At the Annual Meeting of the American Medical Association (AMA), the nation’s physicians called for a multipronged campaign to overhaul the outdated Medicare payment system, saying that patient access and survival of practices are at risk. Physicians from across the country spoke of their intense frustration with the flawed payment formula and the need for Congress to fix it.

“This cannot wait; we are past the breaking point. Congress must urgently address physician concerns about Medicare to account for inflation and the post-pandemic economic reality facing practices nationwide. Our patients are counting on us to deliver the message that access to healthcare is jeopardized by Medicare’s payment system. Being mad isn’t enough. We will develop a campaign – targeted and grass roots – that will drive home our message,” said AMA President Jack Resneck Jr., M.D.

In the face of inflation, the COVID pandemic, and growing costs of running a medical practice, physicians have struggled to keep open their doors, jeopardizing access to care. Not only have Medicare payments failed to respond, but physicians saw a 2% payment reduction for 2023, creating an additional challenge at a perilous moment. Physicians are one of the only Medicare providers without an inflationary payment update.

When adjusted for inflation, Medicare physician payment has effectively declined 26% from 2001 to 2023. These increasingly thin or negative operating margins disproportionately affect small, independent, and rural physician practices, as well as those treating low-income or other historically minoritized or marginalized patient communities.

Medicare reform is a central plank in the AMA Recovery Plan for America’s Physicians.  

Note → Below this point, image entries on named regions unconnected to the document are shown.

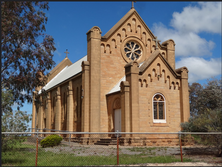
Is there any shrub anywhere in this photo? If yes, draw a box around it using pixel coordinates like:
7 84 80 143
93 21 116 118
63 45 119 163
40 135 62 148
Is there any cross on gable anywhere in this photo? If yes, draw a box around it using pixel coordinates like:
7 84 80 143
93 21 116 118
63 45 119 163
64 49 69 57
131 1 136 9
153 36 161 49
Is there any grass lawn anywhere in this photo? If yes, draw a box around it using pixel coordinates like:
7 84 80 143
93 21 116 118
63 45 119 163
2 144 192 166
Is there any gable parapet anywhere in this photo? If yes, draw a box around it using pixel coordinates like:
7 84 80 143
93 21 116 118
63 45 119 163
175 66 189 79
162 39 176 69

“We are deeply worried that many practices will be forced to stop taking new Medicare patients – at a time when access to care is already inadequate,” Dr. Resneck said. “Physicians have diagnosed the problem and are offering solutions, but obviously the body politic must respond.”

In January, the Medicare Payment Advisory Commission called for a physician payment update tied to the Medicare Economic Index (MEI) for the first time. And in April, a bipartisan group of House members introduced a bill that would provide annual inflation updates to the Medicare fee schedule based on the MEI.

“Duct-taping the widening cracks of a dilapidated payment system has put us in this precarious situation. Physicians are united in our determination to build a solid foundation rather than further jury-rigging the system,” Resneck said.